VOGONS


First post, by GloriousCow

User metadata
Rank Member
Rank
Member

In the ongoing pursuit of emulator cycle accuracy, I'm investigating the cycle timing for interrupts. Specifically, waking from a HALT.

I have an 8088 on a microcontroller and what I have discovered is that there is a somewhat significant delay between INTR being asserted and the first INTA bus cycle.

Here I assert the INTR while halted and step the CPU...
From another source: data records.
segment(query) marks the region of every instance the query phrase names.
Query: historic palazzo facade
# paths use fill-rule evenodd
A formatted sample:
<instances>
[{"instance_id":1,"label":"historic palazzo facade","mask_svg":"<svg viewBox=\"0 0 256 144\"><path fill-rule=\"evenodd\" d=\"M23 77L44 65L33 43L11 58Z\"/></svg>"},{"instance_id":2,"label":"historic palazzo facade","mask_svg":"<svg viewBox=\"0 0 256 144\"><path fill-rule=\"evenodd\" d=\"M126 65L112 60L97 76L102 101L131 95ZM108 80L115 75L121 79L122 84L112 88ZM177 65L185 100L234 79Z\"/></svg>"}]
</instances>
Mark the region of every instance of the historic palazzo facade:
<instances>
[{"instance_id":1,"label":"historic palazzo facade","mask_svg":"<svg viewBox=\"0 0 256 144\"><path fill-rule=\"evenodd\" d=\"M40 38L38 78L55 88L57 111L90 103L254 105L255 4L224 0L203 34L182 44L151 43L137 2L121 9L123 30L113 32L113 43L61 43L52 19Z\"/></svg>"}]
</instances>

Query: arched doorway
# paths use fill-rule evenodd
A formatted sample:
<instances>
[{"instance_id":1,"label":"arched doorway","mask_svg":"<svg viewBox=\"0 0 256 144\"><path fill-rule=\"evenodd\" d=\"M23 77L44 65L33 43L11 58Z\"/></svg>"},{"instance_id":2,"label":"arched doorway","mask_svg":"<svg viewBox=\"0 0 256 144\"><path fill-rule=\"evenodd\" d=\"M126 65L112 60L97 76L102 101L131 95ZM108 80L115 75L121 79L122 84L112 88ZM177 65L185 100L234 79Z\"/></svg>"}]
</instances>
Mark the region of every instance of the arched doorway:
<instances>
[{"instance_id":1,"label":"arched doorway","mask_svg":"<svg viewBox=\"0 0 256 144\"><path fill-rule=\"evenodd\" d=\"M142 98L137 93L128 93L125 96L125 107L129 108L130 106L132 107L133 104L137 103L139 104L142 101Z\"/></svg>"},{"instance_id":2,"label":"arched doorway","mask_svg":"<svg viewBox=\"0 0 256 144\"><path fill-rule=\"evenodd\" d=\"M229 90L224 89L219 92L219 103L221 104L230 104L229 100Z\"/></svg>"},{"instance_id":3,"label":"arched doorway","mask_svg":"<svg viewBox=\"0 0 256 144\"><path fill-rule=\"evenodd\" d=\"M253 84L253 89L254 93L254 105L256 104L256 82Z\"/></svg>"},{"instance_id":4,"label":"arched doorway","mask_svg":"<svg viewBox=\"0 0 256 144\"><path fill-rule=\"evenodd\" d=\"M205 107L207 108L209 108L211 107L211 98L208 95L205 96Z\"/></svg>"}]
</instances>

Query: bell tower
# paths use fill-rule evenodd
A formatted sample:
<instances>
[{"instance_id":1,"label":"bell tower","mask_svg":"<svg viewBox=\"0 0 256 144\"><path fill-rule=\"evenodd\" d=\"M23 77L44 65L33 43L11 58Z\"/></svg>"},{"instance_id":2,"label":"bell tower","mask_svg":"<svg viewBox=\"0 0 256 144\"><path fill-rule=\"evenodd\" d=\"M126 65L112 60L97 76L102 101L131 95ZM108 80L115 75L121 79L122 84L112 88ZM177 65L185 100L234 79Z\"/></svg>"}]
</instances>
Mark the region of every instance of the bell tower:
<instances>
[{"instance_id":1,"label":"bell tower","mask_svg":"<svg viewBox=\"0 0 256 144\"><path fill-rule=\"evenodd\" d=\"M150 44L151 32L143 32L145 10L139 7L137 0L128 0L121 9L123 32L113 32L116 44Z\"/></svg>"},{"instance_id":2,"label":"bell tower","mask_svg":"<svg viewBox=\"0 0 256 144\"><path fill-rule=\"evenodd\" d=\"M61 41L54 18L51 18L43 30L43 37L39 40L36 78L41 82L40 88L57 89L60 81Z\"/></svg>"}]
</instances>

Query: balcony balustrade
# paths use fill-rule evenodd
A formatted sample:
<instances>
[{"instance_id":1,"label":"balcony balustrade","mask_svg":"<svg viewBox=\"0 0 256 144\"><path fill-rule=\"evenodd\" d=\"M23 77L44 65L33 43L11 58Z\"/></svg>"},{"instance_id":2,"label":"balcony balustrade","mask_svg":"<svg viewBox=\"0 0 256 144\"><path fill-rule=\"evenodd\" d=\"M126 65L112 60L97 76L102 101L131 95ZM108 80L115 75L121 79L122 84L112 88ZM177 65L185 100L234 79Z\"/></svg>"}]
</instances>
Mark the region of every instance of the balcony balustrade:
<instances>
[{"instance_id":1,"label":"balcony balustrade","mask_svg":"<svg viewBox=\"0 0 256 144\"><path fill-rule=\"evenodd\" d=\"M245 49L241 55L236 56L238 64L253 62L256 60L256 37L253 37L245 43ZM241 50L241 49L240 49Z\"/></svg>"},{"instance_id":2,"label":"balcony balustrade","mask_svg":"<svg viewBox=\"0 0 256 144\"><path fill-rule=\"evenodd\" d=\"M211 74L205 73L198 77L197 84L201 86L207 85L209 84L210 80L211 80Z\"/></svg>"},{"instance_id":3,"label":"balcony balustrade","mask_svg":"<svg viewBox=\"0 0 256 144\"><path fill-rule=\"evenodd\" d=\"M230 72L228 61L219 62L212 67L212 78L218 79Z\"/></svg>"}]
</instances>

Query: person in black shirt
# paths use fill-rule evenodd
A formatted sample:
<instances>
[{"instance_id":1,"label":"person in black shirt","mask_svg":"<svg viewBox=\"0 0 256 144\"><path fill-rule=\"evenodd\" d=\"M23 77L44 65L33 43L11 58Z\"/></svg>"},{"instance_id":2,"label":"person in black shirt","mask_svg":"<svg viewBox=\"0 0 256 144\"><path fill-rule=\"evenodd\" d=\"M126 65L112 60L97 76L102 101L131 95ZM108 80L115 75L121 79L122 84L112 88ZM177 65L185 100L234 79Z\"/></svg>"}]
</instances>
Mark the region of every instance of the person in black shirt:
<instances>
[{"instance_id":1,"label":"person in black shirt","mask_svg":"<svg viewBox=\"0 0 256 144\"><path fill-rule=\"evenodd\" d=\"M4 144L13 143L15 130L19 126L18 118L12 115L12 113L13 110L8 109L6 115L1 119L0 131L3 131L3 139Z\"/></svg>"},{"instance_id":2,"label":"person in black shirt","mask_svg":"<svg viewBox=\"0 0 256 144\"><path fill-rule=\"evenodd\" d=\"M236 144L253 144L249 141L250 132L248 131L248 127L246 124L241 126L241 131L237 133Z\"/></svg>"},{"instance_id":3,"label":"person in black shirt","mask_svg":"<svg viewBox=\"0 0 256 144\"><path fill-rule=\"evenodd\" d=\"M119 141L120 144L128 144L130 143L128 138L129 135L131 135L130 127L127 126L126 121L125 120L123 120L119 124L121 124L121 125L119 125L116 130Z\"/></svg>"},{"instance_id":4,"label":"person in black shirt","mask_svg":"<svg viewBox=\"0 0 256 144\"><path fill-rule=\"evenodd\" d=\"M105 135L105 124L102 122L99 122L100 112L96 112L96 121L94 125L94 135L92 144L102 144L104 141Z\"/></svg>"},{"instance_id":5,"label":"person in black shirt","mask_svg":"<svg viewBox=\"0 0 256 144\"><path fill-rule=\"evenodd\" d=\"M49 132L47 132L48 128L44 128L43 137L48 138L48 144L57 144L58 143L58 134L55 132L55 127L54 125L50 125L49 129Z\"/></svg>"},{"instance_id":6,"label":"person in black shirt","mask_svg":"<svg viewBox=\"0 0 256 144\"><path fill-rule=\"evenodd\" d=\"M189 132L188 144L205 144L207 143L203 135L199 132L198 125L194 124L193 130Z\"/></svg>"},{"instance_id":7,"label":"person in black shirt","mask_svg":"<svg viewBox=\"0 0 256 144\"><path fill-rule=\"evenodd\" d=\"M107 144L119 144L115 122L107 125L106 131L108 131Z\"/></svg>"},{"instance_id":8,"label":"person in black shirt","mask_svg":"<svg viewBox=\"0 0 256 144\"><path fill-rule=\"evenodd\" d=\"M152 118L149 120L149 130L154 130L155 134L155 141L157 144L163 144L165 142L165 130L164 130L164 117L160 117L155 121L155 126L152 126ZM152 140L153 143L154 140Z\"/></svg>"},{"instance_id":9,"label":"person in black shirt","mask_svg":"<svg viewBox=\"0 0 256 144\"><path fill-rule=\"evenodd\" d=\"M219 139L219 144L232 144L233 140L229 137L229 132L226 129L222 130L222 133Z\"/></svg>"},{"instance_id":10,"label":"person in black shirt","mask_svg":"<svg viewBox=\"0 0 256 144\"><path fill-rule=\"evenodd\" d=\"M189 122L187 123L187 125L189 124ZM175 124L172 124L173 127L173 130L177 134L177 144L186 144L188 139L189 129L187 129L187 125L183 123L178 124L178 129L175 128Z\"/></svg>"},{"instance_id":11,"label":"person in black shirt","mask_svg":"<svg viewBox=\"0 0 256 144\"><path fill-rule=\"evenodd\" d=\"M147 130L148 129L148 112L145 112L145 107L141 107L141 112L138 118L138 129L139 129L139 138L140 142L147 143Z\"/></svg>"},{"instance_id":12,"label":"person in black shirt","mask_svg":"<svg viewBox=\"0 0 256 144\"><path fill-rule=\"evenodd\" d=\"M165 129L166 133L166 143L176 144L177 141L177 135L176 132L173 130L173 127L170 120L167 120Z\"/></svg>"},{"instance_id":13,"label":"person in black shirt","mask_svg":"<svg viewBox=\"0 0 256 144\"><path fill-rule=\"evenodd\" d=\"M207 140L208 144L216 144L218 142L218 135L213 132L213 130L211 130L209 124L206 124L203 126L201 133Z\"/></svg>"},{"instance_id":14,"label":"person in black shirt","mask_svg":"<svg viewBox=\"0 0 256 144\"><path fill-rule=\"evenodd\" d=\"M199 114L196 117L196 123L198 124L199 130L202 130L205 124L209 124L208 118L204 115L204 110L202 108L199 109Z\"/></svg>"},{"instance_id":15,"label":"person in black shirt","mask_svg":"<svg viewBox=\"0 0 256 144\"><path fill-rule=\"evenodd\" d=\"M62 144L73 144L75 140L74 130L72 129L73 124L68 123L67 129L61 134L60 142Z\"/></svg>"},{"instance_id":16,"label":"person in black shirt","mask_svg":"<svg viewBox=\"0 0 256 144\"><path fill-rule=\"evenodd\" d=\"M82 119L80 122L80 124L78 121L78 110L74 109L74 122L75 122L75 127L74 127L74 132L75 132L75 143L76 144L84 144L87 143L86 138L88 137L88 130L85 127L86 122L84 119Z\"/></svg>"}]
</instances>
2023-05-20T15:26:34Z TRACE cpu_client::remote_cpu Setting INTR high to recover from halt...
00000070 [60104] M:... I:... Q:.. PASV T1 | 1 [90 ]
00000071 [60104] M:... I:... Q:.. PASV T1 | 1 [90 ]
00000072 [60104] M:... I:... Q:.. PASV T1 | 1 [90 ]
00000073 [60104] M:... I:... Q:.. PASV T1 | 1 [90 ]
00000074 [60104] M:... I:... Q:.. PASV T1 | 1 [90 ]
00000075 [60104] M:... I:... Q:.. PASV T1 | 1 [90 ]
00000076 [60104] M:... I:... Q:.. PASV T1 | 1 [90 ]
00000077 A:[00195] M:... I:... Q:.. IRQA T1 | 1 [90 ]

I see either a 7 or 8 cycle delay. The additional cycle delay is less frequent, but frequent enough to see.

I confirmed this with a scope, see attached. Yellow is the PIT channel 0 output. It's interesting to see it has a slow enough rise time to effectively delay INTR a half cycle.
I stuck a probe on HOLDA just to make sure the delay wasn't caused by DMA. My arduino-controlled 8088 has no DMA controller, so I had pretty much ruled that out anyway.

Anyone know the underlying rules or logic for interrupt acknowledgement on the 8088?

Attachments

  • wake_from_halt_timing.png
    Filename
    wake_from_halt_timing.png
    File size
    24.17 KiB
    Views
    517 views
    File comment
    oscilloscope measurement of 8088 interrupt processing
    File license
    Public domain

MartyPC: A cycle-accurate IBM PC/XT emulator | https://github.com/dbalsom/martypc

Reply 1 of 6, by kdr

User metadata
Rank Member
Rank
Member

I thought it might be due to a microcode loop (the similar WAIT instruction is explicity documented as checking the /TEST pin every 5 clocks) but apparently not; reenigne's disassembly of the 8086 microcode page has this to say:

There is no microcode for the segment override prefixes (CS:, SS:, DS: and ES:). Nor for the other prefixes (REP, REPNE and LOCK), nor the instructions CLC, STC, CLI, STI, CLD, STD, CMC, and HLT. The "group" opcodes 0xf6, 0xf7, 0xfe and 0xff do not have top level microcode instructions. So none of the instructions with 0xf in the high nybble of the opcode are initially handled by the microcode. Most of these instruction are very simple and probably better done by random logic. HLT is a little surprising - I really thought I'd find a microcode loop for that one since it only seems to check for interrupts every other cycle.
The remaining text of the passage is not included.